Pese a que, por todo esto -por su apoyo a Irak, por sus quejas en la ampliación al este de la UE, por sus amistades con Irán y Venezuela...-, tanto Europa como EEUU comenzaron a darle de lado hace años, Lukashenko mantenía aún un importante apoyo social porque, en los 2000, la economía tiraba mejor y había una relativa paz, aún a costa de bloquear el sector privado o las iniciativas empresariales que no le cuadrasen. El petróleo y el gas seguían llegando de Rusia, a precios muy ventajosos, y así se podía seguir subsidiando al campo y a la industria. ‘Batka’, padre, lo llamaban sus seguidores.
El descontento
Lukashenko se ha visto rodeado, ahora. Ya no es que las Naciones Unidas, Amnistía Internacional o Human Rights Watch denuncien sus desmanes, es que ciudadanos de todo tipo han visto cómo levantar mínimamente la voz les ha costado cárcel, torturas, maltratados, intimidación, en el mejor de los casos. En 2006, se produjo la llamada Revolución Blanca, primer intento de mostrar en la calle el cansancio del personal. En 2020 ha llegado el estallido total.
Los motivos son varios: a la persecución de políticos opositores (al final, el pasado 9 de agosto, sólo seis aspirantes lograron inscribirse oficialmente para pelearle los comicios) y la falta, por tanto, de elección, se han sumado que el nivel adquisitivo de los ciudadanos ha bajado, la crisis económica de 2008 sigue haciendo mella, la dependencia de Rusia fluctúa (Moscú ya no sabe bien si le conviene que siga) y, su KGB, su servicio secreto, que se sigue llamando como el de la URSS, persigue como nunca a la disidencia.
La gota que ha colmado el vaso ha sido la inacción del Gobierno para gestionar la pandemia del coronavirus. El presidente ha negado la virulencia del mal, no ha hecho nada por controlar su contagio y, luego, él mismo ha superado la enfermedad y dice que lo ha hecho “de pie”. A su gente le recomendó sauna, vodka y mucho trabajo para no cazar el virus. Los ciudadanos se han sentido indefensos y tratados como tontos.

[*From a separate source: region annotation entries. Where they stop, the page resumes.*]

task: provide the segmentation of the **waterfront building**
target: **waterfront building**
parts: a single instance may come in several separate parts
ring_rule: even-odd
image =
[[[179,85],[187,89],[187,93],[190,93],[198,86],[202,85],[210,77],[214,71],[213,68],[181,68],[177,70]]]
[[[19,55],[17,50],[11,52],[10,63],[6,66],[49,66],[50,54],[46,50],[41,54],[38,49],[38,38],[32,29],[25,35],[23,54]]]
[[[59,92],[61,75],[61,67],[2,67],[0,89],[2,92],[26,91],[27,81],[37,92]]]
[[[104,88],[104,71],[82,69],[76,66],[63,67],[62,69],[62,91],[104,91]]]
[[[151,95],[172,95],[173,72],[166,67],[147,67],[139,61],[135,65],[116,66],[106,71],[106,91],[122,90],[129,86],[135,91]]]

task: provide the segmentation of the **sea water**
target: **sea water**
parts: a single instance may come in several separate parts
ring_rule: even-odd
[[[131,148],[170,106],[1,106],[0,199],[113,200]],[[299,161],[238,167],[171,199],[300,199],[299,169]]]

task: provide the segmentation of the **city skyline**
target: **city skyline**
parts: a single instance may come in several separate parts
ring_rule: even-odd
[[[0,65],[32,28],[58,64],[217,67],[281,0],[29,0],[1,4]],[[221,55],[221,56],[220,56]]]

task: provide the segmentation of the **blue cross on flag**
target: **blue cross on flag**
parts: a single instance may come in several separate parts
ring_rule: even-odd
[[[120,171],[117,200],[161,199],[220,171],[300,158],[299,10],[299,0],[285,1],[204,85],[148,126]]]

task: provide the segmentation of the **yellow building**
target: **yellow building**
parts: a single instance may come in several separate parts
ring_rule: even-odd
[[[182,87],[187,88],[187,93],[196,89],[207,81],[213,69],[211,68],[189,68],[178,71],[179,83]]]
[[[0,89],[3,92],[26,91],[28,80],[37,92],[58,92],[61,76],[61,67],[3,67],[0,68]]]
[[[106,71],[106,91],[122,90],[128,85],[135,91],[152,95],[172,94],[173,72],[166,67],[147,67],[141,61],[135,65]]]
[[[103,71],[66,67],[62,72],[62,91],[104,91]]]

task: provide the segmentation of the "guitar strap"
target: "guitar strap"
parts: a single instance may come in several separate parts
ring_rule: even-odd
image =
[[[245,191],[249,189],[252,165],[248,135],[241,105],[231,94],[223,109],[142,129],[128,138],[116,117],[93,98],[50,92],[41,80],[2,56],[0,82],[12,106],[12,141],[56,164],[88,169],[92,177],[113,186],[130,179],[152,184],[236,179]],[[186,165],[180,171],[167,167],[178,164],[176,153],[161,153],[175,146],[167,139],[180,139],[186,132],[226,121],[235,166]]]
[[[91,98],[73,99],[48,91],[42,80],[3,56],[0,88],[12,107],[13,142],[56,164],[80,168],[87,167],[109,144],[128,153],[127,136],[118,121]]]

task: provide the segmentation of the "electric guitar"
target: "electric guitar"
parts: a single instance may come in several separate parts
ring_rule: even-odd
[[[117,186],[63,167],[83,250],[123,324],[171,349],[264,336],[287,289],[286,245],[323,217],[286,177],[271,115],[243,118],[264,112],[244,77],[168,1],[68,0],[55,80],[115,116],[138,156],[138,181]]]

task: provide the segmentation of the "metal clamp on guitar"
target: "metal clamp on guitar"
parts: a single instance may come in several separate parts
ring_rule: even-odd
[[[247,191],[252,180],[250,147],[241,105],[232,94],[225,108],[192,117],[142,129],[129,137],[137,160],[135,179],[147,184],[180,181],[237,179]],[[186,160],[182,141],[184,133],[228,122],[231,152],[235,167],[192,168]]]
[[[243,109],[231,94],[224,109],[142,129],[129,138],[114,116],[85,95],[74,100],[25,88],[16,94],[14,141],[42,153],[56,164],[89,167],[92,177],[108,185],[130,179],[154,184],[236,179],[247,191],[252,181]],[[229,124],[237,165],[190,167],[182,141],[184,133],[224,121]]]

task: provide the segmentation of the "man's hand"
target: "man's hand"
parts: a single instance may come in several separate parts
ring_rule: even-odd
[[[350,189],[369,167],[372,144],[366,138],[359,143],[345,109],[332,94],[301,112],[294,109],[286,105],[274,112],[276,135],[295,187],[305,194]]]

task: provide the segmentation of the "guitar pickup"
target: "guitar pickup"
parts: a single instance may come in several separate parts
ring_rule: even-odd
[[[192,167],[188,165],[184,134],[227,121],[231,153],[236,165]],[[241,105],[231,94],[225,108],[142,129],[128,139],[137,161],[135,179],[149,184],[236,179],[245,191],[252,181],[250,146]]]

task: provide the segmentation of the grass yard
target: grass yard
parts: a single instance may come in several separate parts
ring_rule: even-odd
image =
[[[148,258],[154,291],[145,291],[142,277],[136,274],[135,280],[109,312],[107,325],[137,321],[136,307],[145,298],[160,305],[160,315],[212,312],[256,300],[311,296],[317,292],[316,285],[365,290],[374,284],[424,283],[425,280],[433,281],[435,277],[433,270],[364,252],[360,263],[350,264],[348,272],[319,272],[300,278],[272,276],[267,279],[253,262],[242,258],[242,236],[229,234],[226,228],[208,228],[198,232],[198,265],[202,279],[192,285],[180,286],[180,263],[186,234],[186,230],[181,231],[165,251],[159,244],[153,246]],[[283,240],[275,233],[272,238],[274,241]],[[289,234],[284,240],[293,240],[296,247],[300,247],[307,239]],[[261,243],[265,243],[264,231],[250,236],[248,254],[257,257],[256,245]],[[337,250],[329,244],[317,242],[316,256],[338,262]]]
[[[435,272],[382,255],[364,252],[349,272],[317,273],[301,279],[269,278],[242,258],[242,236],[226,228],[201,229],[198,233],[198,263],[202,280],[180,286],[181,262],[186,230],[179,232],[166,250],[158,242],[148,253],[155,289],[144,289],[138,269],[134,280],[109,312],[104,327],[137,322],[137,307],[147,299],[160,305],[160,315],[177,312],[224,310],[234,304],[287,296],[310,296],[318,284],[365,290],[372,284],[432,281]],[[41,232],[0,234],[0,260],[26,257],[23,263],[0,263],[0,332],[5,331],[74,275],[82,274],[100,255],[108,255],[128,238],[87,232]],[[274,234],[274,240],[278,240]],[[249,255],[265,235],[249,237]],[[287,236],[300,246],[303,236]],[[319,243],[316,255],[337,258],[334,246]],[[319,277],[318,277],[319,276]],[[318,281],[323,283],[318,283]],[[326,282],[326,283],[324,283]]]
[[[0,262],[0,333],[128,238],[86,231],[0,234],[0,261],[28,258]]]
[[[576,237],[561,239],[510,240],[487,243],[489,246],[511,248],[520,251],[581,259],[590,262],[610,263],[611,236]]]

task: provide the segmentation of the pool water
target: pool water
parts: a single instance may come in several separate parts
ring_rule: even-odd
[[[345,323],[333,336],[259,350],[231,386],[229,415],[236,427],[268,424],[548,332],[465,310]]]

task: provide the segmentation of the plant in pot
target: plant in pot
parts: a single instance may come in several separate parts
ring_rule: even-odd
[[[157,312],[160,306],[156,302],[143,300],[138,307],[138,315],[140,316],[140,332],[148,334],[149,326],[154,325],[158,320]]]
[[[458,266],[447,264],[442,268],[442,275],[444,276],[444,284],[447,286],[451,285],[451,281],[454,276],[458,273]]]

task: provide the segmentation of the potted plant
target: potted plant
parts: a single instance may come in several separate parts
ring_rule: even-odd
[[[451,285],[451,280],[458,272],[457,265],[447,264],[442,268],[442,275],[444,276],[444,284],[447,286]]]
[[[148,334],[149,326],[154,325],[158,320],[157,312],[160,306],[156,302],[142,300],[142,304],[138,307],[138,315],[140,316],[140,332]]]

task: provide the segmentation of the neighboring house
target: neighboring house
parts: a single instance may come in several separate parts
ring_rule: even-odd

Lukashenko se sigue comportando como siempre en su carrera: sin especial inteligencia, pero con mucho tesón y afán de control. Por eso lo primero que ha hecho es acusar a fuerzas exteriores de una conspiración en su contra, vestirse de militar y coger un arma y lucir a su hijo, Nikolai, como si fuera su heredero de 17 años. Sostiene que prefiere estar muerto a ceder, sin reparar en la falsedad del apoyo en las elecciones que él mismo acaba de manipular. Y es que los dictadores acaban por creerse hasta sus mentiras.